Reputation: 26715
I'm downloading an entire directory from a web server. It works OK, but I can't figure how to get the file size before download to compare if it was updated on the server or not. Can this be done as if I was downloading the file from a FTP server?
import urllib
import re
url = "http://www.someurl.com"
# Download the page locally
f = urllib.urlopen(url)
html = f.read()
f.close()
f = open ("temp.htm", "w")
f.write (html)
f.close()
# List only the .TXT / .ZIP files
fnames = re.findall('^.*<a href="(\w+(?:\.txt|.zip)?)".*$', html, re.MULTILINE)
for fname in fnames:
print fname, "..."
f = urllib.urlopen(url + "/" + fname)
#### Here I want to check the filesize to download or not ####
file = f.read()
f.close()
f = open (fname, "w")
f.write (file)
f.close()
@Jon: thank for your quick answer. It works, but the filesize on the web server is slightly less than the filesize of the downloaded file.
Examples:
Local Size Server Size
2.223.533 2.115.516
664.603 662.121
It has anything to do with the CR/LF conversion?
Upvotes: 58
Views: 60199
Reputation: 21
you can use requests to pull this data
File_Name=requests.head(LINK).headers["X-File-Name"]
#And other useful info** like the size of the file from this dict (headers)
#like
File_size=requests.head(LINK).headers["Content-Length"]
Upvotes: 0
Reputation: 540
Quick and reliable one-liner for Python3 using urllib:
import urllib
url = 'https://<your url here>'
size = urllib.request.urlopen(url).info().get('Content-Length', 0)
.get(<dict key>, 0)
gets the key from dict and if the key is absent returns 0 (or whatever the 2nd argument is)
Upvotes: 0
Reputation: 5476
Here is a much more safer way for Python 3:
import urllib.request
site = urllib.request.urlopen("http://python.org")
meta = site.info()
meta.get('Content-Length')
Returns:
'49829'
meta.get('Content-Length')
will return the "Content-Length" header if exists. Otherwise it will be blank
Upvotes: 1
Reputation: 1893
For anyone using Python 3 and looking for a quick solution using the requests
package:
import requests
response = requests.head(
"https://website.com/yourfile.mp4", # Example file
allow_redirects=True
)
print(response.headers['Content-Length'])

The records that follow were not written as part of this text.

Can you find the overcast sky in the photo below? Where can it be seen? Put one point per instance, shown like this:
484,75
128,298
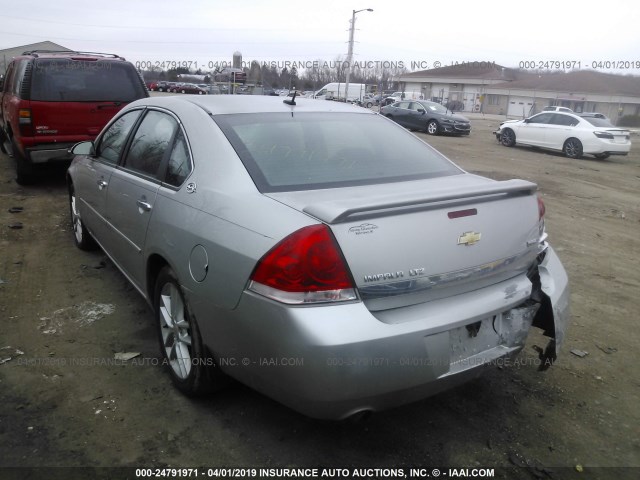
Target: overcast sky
418,33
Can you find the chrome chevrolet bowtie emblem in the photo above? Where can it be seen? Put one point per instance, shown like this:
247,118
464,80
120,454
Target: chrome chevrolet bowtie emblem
469,238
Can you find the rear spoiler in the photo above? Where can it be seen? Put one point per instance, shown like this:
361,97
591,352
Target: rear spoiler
333,212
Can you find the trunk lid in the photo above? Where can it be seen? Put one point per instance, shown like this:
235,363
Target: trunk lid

Note: Not all responses will have a Content-Length
so your application will want to check to see if it exists.
if 'Content-Length' in response.headers:
... # Do your stuff here
Upvotes: 3
Reputation: 587
@PabloG Regarding the local/server filesize difference
Following is high-level illustrative explanation of why it may occur:
The size on disk sometimes is different from the actual size of the data. It depends on the underlying file-system and how it operates on data. As you may have seen in Windows when formatting a flash drive you are asked to provide 'block/cluster size' and it varies [512b - 8kb]. When a file is written on the disk, it is stored in a 'sort-of linked list' of disk blocks. When a certain block is used to store part of a file, no other file contents will be stored in the same blok, so even if the chunk is no occupuing the entire block space, the block is rendered unusable by other files.

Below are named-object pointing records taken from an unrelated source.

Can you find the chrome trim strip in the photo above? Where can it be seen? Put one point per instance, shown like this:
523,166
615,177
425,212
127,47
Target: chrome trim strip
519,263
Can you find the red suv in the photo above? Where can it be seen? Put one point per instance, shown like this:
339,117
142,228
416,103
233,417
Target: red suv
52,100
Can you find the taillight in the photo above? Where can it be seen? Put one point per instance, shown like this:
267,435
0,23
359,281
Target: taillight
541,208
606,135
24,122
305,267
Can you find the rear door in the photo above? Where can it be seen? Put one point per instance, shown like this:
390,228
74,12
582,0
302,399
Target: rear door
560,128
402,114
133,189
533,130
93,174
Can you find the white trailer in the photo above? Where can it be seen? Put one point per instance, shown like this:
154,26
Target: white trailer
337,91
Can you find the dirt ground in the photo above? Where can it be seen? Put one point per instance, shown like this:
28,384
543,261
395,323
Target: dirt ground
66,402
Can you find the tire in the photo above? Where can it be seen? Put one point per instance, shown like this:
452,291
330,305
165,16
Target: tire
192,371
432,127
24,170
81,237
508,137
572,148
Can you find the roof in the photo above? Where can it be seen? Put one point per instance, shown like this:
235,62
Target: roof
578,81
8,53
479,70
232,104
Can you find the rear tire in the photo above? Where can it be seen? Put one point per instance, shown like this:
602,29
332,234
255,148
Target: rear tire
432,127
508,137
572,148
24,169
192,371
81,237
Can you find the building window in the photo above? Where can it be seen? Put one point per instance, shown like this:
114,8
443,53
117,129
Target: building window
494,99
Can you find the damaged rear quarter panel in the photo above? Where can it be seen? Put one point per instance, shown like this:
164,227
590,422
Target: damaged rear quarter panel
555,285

Example: When the filesystem is divided on 512b blocks, and we need to store 600b file, two blocks will be occupied. The first block will be fully utilized, while the second block will have only 88b utilized and the remaining (512-88)b will be unusable resulting in 'file-size-on-disk' being 1024b. This is why Windows has different notations for 'file size' and 'size on disk'.
NOTE: There are different pros & cons that come with smaller/bigger FS block, so do a better research before playing with your filesystem.
Upvotes: 0
Reputation: 169543
Using the returned-urllib-object method info()
, you can get various information on the retrieved document. Example of grabbing the current Google logo:
>>> import urllib
>>> d = urllib.urlopen("http://www.google.co.uk/logos/olympics08_opening.gif")
>>> print d.info()
Content-Type: image/gif
Last-Modified: Thu, 07 Aug 2008 16:20:19 GMT
Expires: Sun, 17 Jan 2038 19:14:07 GMT
Cache-Control: public
Date: Fri, 08 Aug 2008 13:40:41 GMT
Server: gws
Content-Length: 20172
Connection: Close
It's a dict, so to get the size of the file, you do urllibobject.info()['Content-Length']
print f.info()['Content-Length']
And to get the size of the local file (for comparison), you can use the os.stat() command:
os.stat("/the/local/file.zip").st_size
Upvotes: 28
Reputation: 6238
For a python3 (tested on 3.5) approach I'd recommend:
with urlopen(file_url) as in_file, open(local_file_address, 'wb') as out_file:
print(in_file.getheader('Content-Length'))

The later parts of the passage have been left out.